1. Conduct Market Research & Choose Focus
Where will your BDC focus? What industry will you serve? Will you focus on companies in the startup phase or mature businesses in need of support?
These are essential questions to answer at the outset, so your BDC can make an impact. Don't skip the market research phase of BDC formation.
2. Choose a Legal Entity Type
Once you've established a focus, you'll need to form a legal entity. Will your BDC be structured as a sole proprietorship? Will it be a partnership, a limited liability corporation (LLC) or another entity?
There are legal and financial pros and cons to each of these entity types. If you're unsure which makes the most sense, check in with your advisers.
3. Acquire Professional Certifications
Part of the role of a BDC is to develop — or support — the businesses in which it invests. You'll need skills and credentials to properly support those businesses. There is a broad range of professional certifications that may be applicable, though you don't need to obtain them all at the outset. However, it's worth keeping a list of relevant professional certifications, so you can boost your skills and better support companies in your portfolio as you go along.
Some relevant professional certifications include:
- Certified business development expert
- Certified business consultant
- Certified business coach
- Certified business strategist
- Certified business analyst
One more note on certifications: You don't need to personally go through these training sessions if you bring on a team of certified strategists and coaches to support the BDC and its clients. Investing in support staff with the right credentials should help you get your BDC off the ground faster.
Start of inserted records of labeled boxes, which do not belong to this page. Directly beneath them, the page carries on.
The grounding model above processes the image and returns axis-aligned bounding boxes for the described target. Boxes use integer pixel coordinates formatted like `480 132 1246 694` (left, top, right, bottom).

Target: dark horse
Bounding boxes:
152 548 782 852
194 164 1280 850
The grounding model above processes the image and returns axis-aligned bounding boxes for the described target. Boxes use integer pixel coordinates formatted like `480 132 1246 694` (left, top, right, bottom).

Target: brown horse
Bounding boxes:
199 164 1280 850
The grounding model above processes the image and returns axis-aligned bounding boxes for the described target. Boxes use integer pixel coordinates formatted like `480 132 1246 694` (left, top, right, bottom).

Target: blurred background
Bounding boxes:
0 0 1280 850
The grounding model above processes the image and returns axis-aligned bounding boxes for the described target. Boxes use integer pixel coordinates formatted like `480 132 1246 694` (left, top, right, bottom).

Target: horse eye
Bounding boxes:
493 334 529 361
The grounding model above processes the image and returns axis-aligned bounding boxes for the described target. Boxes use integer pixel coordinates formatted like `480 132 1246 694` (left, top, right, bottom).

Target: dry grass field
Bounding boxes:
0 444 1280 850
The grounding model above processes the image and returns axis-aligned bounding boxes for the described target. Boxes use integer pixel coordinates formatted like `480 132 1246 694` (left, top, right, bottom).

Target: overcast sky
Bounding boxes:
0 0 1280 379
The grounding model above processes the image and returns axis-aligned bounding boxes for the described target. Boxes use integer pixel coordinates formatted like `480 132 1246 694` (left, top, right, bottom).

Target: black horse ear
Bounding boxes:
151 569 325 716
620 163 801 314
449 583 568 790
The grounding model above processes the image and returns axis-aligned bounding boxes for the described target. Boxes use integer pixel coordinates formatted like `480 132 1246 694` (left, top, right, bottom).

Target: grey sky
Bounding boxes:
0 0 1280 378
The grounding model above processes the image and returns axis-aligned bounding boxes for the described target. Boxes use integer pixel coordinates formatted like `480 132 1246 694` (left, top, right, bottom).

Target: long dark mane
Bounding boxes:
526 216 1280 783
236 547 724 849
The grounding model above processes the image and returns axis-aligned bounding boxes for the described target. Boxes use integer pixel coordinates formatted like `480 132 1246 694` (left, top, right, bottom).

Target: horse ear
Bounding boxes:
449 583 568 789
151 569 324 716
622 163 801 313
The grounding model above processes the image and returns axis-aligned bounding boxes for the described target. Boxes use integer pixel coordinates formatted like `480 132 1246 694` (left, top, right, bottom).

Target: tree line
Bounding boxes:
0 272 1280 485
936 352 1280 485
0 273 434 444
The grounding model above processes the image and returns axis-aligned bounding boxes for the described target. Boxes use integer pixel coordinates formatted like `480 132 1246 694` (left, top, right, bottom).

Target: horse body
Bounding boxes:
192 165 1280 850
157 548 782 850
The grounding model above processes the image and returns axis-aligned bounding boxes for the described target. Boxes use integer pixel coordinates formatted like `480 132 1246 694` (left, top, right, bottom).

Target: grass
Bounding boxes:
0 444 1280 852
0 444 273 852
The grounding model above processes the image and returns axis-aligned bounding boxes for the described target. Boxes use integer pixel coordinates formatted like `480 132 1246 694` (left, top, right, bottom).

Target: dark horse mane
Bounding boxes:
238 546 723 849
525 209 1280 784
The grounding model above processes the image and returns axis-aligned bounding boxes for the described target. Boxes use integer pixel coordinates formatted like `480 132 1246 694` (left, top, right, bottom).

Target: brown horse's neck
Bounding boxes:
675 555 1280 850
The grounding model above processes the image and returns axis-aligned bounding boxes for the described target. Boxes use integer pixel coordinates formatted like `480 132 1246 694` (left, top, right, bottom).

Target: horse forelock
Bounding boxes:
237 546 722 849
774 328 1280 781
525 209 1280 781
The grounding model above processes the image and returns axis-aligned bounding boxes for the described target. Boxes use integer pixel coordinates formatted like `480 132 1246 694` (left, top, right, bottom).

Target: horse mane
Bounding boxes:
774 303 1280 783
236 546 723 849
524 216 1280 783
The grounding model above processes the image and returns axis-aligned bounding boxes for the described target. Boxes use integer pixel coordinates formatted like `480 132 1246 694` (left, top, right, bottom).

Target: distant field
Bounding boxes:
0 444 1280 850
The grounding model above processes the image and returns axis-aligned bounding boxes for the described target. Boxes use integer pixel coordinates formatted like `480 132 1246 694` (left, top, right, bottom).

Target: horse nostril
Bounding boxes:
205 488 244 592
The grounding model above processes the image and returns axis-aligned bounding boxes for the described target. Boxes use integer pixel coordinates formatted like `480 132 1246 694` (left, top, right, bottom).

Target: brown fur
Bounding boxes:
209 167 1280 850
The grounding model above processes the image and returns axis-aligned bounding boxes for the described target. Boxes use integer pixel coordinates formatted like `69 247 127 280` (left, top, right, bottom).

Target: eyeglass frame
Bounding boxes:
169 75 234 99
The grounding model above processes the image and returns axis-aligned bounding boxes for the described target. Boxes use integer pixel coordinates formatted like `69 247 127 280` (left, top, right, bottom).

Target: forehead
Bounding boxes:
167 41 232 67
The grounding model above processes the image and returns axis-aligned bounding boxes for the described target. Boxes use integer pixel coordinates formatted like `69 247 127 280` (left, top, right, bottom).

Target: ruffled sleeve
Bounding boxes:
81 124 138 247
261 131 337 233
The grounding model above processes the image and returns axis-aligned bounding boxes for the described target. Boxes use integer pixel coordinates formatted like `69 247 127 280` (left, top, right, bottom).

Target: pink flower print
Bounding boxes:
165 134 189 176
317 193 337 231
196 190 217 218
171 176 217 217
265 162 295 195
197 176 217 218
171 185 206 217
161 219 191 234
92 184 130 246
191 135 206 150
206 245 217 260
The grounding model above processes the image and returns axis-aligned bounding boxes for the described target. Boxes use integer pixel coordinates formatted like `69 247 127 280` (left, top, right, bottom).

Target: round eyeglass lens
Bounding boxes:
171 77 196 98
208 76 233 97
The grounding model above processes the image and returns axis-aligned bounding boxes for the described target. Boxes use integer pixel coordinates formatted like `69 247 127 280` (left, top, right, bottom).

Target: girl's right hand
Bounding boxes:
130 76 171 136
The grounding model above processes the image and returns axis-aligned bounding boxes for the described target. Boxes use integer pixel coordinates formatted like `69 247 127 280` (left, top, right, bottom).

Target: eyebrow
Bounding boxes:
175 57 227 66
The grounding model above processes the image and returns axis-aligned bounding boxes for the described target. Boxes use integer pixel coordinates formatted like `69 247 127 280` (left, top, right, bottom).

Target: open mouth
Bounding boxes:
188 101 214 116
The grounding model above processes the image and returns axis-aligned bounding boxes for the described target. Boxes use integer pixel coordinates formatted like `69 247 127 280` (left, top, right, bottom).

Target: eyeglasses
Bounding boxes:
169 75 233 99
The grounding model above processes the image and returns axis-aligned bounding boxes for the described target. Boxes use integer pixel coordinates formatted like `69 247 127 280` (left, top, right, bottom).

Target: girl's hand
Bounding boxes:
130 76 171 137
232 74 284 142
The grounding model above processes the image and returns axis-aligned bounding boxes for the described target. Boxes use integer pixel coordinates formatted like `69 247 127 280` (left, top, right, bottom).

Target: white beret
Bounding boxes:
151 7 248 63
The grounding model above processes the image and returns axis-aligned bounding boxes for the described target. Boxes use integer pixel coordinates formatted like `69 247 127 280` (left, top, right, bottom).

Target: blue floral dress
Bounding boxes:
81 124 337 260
4. Obtain and Submit Legal Documents
In order to launch your BDC, you'll need the right legal documents to operate. Leave yourself plenty of time to secure the following paperwork:
- Business license
- Federal tax ID
- Business insurance
- VAT registration
- Consulting agreements and/or employment agreements
While it isn't documentation, per se, many BDC developers will need financing. Financers will want to see a business plan. A robust business plan will also help you move through the phases of development quicker and launch faster. Don't skip this step!
5. Filing With the SEC
BDCs are required to register with the SEC and abide by certain rules. Increasingly, these entities are subject to scrutiny regarding regulatory issues.
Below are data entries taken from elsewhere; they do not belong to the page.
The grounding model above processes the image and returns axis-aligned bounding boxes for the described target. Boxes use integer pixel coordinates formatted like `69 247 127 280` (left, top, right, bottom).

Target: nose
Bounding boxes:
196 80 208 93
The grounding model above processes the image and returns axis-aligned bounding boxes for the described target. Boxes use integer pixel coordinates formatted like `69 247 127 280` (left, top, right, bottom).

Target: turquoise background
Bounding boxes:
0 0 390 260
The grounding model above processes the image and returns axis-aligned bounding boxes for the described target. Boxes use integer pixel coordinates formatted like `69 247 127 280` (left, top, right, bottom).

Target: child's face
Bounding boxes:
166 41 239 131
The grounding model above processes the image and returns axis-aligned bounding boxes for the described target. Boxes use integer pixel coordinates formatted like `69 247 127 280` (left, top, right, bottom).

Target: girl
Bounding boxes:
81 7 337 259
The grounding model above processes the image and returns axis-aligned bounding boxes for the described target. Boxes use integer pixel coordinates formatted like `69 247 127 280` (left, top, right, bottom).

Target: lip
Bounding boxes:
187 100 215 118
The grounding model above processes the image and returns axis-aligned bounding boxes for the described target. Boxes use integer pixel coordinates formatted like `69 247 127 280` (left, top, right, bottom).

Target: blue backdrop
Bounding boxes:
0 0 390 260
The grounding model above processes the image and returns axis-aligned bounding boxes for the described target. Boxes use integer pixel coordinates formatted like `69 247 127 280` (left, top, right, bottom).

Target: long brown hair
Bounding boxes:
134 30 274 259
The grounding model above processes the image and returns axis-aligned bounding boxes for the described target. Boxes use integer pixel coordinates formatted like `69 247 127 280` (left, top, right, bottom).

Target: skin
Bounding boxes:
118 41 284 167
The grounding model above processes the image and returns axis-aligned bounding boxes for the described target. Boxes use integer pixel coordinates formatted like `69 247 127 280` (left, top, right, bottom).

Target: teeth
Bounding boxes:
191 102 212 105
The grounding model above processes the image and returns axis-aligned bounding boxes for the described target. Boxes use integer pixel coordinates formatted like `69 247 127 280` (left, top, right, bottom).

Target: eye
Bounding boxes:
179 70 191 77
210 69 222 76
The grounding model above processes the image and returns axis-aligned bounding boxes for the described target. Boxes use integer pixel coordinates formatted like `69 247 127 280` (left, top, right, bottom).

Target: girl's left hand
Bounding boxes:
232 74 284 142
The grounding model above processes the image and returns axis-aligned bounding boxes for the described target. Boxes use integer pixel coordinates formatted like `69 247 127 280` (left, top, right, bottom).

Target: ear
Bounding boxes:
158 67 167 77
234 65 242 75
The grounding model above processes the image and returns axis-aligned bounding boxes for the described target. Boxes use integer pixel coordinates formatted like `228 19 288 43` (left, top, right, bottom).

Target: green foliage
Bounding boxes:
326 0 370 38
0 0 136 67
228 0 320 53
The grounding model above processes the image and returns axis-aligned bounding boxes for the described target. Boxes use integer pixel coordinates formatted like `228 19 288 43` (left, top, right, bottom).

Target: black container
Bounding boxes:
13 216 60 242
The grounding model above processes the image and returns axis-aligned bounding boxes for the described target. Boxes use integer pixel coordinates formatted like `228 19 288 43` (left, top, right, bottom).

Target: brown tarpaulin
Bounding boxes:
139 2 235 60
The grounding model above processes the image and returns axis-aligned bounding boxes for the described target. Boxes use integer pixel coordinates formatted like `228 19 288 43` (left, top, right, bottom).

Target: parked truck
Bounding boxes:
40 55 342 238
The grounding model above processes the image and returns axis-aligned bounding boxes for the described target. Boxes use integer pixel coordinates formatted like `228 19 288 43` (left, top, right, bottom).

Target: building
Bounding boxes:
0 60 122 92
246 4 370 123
For these reasons, it's important to file the right paperwork with the SEC at the time of formation. You'll also want to invest in SEC filing software, so you can keep on top of all required SEC filing forms.
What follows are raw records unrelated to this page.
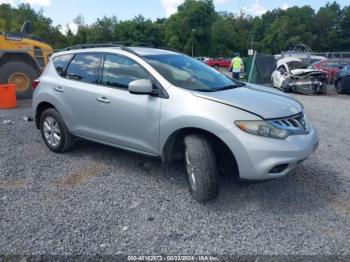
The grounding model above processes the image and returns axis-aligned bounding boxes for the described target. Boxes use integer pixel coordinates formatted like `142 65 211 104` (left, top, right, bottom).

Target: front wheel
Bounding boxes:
184 134 219 203
40 108 74 153
281 79 293 93
335 80 344 94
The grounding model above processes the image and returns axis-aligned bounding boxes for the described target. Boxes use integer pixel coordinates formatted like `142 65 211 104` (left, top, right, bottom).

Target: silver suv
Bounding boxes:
33 45 318 202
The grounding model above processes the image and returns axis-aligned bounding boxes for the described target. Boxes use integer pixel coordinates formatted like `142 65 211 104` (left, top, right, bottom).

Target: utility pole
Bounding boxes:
191 28 197 57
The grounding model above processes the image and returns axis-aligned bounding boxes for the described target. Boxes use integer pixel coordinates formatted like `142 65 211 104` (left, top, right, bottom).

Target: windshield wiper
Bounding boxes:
215 85 243 91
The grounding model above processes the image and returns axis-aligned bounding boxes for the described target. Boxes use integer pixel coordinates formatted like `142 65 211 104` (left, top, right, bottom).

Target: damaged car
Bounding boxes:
271 57 328 94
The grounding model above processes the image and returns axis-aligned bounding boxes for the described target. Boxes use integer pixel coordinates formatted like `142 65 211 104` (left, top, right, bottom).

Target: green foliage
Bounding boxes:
0 0 350 56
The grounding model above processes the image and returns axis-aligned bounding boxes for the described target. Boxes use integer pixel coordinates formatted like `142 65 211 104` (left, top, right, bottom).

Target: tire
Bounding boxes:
40 108 74 153
335 80 344 94
0 61 39 99
320 85 328 95
184 134 219 203
281 79 292 93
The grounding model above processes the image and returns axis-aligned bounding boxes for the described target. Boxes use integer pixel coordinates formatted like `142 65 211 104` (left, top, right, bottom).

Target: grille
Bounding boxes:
269 113 309 134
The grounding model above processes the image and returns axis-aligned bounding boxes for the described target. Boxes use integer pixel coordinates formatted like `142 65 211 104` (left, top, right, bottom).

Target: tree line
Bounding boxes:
0 0 350 56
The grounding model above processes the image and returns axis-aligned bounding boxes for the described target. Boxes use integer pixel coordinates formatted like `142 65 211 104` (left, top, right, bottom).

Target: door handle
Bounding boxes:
96 96 110 104
53 86 64 93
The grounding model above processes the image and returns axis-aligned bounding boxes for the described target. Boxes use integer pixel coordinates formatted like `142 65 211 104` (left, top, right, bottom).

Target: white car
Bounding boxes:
271 57 328 94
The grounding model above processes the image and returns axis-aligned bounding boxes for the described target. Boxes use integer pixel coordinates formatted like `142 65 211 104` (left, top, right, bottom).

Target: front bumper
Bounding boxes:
225 124 319 180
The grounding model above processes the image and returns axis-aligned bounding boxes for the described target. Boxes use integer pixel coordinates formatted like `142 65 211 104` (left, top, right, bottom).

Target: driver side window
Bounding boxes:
101 54 150 89
277 65 287 75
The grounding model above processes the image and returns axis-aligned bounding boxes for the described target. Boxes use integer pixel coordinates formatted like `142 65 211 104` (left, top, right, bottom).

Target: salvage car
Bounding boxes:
271 57 328 94
205 57 231 69
33 45 319 202
334 64 350 94
310 58 350 84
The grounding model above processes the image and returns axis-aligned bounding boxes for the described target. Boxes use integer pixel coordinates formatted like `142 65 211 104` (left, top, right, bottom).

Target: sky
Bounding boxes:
0 0 350 31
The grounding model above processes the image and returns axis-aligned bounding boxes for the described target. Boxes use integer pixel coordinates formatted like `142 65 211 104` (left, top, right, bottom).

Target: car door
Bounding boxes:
54 53 102 138
96 54 162 155
342 65 350 92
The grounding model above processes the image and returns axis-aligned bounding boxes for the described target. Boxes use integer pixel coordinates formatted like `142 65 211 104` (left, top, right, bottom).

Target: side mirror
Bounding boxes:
128 79 153 95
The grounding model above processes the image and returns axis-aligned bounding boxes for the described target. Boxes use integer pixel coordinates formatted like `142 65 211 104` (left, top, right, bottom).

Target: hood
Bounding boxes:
192 84 303 119
290 69 327 75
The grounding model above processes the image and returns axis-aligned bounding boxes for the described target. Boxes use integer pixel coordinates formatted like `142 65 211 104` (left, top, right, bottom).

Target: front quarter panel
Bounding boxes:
160 87 261 155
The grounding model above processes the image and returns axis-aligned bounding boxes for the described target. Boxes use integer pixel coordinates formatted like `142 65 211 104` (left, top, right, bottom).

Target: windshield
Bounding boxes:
288 61 307 70
145 54 244 92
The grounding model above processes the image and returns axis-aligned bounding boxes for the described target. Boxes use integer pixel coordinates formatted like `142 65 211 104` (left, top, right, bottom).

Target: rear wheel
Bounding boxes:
0 61 39 99
40 108 74 153
184 134 218 203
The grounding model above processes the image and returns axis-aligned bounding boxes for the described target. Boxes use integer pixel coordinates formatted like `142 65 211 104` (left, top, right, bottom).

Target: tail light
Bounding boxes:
32 79 40 90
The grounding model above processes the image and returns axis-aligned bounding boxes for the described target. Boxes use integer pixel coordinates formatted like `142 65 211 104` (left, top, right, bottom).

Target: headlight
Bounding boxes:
235 120 289 139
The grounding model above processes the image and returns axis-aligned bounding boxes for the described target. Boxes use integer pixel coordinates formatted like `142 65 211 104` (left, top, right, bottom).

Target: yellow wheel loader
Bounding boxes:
0 21 53 99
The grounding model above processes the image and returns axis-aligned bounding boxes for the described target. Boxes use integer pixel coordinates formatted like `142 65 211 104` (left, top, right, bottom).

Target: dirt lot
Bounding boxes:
0 88 350 255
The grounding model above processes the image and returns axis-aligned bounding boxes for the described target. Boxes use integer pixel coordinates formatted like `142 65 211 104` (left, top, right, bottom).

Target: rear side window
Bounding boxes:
102 54 150 89
66 53 102 84
53 54 73 76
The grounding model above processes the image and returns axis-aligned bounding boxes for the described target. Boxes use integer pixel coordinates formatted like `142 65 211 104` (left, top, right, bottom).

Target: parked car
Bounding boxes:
33 45 318 202
334 64 350 94
195 56 210 63
206 57 231 69
275 44 327 64
311 59 350 83
271 57 328 94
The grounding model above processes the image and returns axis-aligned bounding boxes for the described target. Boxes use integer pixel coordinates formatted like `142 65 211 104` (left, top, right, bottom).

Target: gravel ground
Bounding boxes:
0 89 350 255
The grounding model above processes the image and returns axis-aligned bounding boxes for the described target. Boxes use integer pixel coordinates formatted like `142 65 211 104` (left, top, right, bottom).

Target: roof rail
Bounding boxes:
63 42 140 56
63 43 123 51
60 41 181 57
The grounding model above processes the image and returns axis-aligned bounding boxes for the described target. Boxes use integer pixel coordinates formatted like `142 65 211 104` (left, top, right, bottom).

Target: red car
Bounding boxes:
206 57 231 68
312 59 350 83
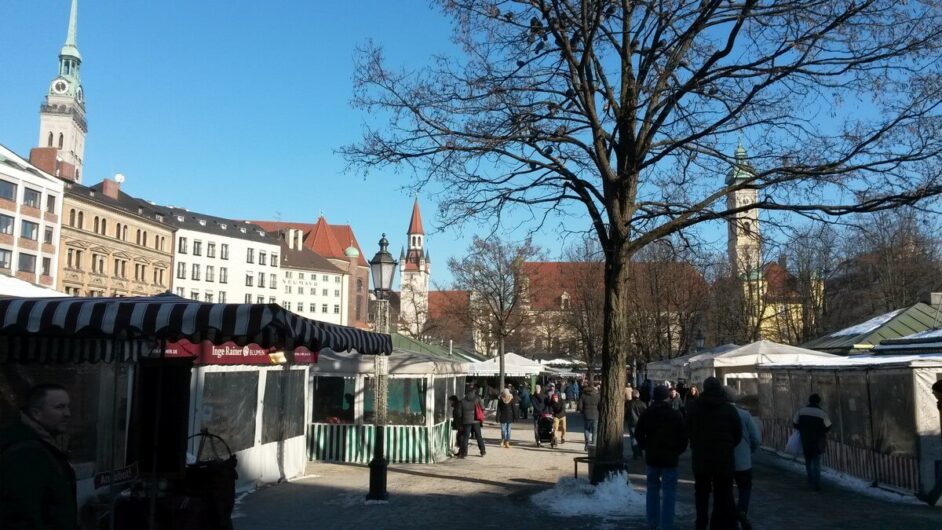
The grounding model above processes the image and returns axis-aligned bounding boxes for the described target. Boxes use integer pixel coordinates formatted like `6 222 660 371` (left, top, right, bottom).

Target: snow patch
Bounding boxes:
530 473 645 518
828 307 906 337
SEC forms required of BDCs include but are not limited to:
- Form 54-A: This allows a fund to be registered as a BDC.
- Form N-6: This form alerts the SEC that you plan to hold a BDC election.
- Form N-2 (publicly traded BDC only): This form provides basic information about a BDC such as scope, policies, management, officers and risk evaluation.
- Form 10 (private BDC only): Whenever existing assets are used to create a private BDC, this form must be filed.
In addition to these formative filings, a BDC must file periodic statements with the SEC. These include financial reports such as the SEC Form 10-K and Form 10-Q.
Get Started On Your BDC Journey
By now, it should be clear that starting a BDC requires a lot of work. Having a checklist and understanding the required SEC filing forms can help you avoid regulatory hassles and stay on track. As you continue on your BDC journey, identify partners and collaborators who can support company formation, from consulting with clients to streamlining the mandatory SEC filings.